User reserach makes me a better person

Over the past 2-3 weeks, I’ve had to do something I haven’t done in a year, User Interviews! I remember loving them, feeling in my element questioning people about their lives and being able to—nay, encouraged, to ask them why, why, why.

When they were first scheduled, I was anxious as heck. It’s not like I hadn’t done them before, but I forget people make me anxious, making a good impression makes me super self conscious, and knowing at the same time I’d have to dig insights out of people for my work made me feel ever so slightly insincere. I told my my manager I was walking around with a constant silent scream in my head.

It was hard for me to focus to my daily tasks when I had an interview looming ahead. The first interview was a blur, but I’d spent the whole time trying to understand the interviewer and panicking about having too much time left over.

My first week was continually punctured with anxiety and anticipation. But after the 4th interview, I felt, comfortable again. I also started to notice changes outside. At the gym I was talking to a fellow powerlifter that I had been lifting with for months. We both had a shy awkwardness about us, and it was hard for us to keep a conversation going. Then struck up a conversation with her about her work and my user interview skills kicked right in. I was curious, I wanted to understand her job, and we spoke with such engagement I almost didn’t want to start our workout.

My mom, who at this point had been living w/ for 9 months, was able to trigger the foulest of moods with the most innocent questions. Instead of immediately reacting in the last week or two, I noticed I would ask more questions. I let go of my assumptions around what she was going to say and would ask to clarify out of genuine interest.

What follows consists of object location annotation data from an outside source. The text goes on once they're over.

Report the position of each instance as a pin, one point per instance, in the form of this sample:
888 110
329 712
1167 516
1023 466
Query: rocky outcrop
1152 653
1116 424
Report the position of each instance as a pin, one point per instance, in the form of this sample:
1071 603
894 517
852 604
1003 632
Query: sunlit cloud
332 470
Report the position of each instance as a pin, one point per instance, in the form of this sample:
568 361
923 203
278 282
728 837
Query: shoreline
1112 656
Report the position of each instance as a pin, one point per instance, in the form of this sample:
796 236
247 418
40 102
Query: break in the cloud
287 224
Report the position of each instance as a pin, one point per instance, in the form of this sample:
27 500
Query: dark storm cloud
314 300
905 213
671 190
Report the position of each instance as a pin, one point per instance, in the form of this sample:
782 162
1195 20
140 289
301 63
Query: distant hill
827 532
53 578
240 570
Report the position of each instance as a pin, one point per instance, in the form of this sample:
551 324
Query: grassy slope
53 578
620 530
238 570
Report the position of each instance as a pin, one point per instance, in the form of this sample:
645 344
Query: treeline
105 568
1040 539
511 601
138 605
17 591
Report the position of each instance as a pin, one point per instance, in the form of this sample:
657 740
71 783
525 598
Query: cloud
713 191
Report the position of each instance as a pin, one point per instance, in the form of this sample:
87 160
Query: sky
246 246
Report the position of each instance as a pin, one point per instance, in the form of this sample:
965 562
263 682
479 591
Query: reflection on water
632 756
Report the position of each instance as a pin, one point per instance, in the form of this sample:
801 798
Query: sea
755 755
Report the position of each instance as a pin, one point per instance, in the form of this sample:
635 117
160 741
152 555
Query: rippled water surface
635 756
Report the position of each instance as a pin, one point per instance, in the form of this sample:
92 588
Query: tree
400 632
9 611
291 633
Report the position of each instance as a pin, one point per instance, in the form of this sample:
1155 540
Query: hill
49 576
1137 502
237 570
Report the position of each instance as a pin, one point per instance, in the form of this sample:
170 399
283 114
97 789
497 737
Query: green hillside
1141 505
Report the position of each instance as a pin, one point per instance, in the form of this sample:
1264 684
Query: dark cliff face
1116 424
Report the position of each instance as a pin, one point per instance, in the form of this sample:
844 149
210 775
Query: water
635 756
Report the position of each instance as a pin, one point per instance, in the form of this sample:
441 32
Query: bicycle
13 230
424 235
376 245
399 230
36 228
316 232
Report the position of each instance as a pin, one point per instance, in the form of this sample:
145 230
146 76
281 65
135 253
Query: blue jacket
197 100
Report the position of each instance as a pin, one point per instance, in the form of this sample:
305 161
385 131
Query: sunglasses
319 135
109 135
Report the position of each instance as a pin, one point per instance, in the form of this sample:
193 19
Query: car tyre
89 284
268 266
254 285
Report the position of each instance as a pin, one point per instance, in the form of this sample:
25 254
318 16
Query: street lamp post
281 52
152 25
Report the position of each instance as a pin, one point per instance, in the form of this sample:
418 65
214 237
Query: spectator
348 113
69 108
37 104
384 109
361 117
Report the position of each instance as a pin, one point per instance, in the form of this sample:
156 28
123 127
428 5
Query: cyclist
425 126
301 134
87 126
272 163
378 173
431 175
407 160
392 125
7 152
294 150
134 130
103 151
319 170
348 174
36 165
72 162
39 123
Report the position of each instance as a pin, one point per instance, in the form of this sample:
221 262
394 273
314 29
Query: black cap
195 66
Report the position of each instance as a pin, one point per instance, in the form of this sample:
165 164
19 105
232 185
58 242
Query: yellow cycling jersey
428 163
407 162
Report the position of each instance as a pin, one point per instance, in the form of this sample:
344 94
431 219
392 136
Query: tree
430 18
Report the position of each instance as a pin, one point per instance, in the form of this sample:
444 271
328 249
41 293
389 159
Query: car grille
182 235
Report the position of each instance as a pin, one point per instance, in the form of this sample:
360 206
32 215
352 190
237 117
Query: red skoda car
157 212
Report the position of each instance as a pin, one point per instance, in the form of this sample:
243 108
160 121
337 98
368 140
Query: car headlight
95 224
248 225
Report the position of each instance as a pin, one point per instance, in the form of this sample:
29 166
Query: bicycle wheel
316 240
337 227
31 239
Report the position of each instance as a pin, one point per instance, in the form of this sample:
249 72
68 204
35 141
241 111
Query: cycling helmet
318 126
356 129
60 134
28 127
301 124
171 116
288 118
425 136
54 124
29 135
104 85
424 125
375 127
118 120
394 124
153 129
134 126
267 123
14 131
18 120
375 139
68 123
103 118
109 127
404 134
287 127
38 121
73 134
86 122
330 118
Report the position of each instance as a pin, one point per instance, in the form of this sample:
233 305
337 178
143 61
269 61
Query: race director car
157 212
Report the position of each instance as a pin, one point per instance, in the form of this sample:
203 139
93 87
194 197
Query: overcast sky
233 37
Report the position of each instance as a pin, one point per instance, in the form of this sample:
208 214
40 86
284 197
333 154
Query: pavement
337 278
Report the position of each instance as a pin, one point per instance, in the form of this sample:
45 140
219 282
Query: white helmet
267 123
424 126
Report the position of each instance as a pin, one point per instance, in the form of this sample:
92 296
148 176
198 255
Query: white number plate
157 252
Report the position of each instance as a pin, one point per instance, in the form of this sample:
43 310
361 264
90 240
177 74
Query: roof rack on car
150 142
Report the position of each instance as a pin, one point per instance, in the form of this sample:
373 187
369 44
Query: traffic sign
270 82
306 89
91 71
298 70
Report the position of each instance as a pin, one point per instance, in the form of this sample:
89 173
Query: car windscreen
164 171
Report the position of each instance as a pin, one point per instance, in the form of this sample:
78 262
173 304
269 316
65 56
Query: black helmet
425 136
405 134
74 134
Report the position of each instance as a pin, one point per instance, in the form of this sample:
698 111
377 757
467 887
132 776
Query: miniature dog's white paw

Before I was hit with a bad about of anxiety, I also used to randomly talk to strangers. And I found myself talking to strangers and just genuinely enjoying other people’s company and conversations. One person for an hour on the train back to New York from boston and found myself genuinely enjoying his company.

It was somewhere around this time I realized, ‘Wow. User research makes me a better person.’ And to top it off, I gave 12 bucks to a jobless person on the train. I felt his sincerity and his humble ask for leftovers moved me to give him what money I had in my pocket.

The past few months, I’d been feeling a little dead. Following several years of anxiety and depression, the deadness was a little welcome. Instead of experiencing highs of anxiety and lows of depression, I started experiencing nothing. No sadness. No depression. Just a numbed out existence. And yesterday, when I gave money to the homeless person, I realized empathy is the key to coaxing me gently into an existence of connection frought by connection and vulnerability.

I’ve been in a shell, to protect myself, but I had also isolated myself. I had been angry and hurt by a string of failed romances and my skin had become hardened but brittle. Rejecting compassion, and cracking at the smallest triggers.

It helped at the same time I have a great therapist, supportive and loving friends, and a very patient potential partner. I’ve been blessed, but I was too busy being ashamed and angry with myself and my life to have energy for connection.

I noticed for the first time today that I’m not mad at one of my exes. He’d been triggering me lately and today I saw him and felt neutral. It was magical.

I’m pracitcing a mix of boundaries. Standing up for me. But also letting people in. Letting in love. It’s a hard on going balance, but I just wanted to say that user-research, connecting with people, building empathy, being curious, is key for me.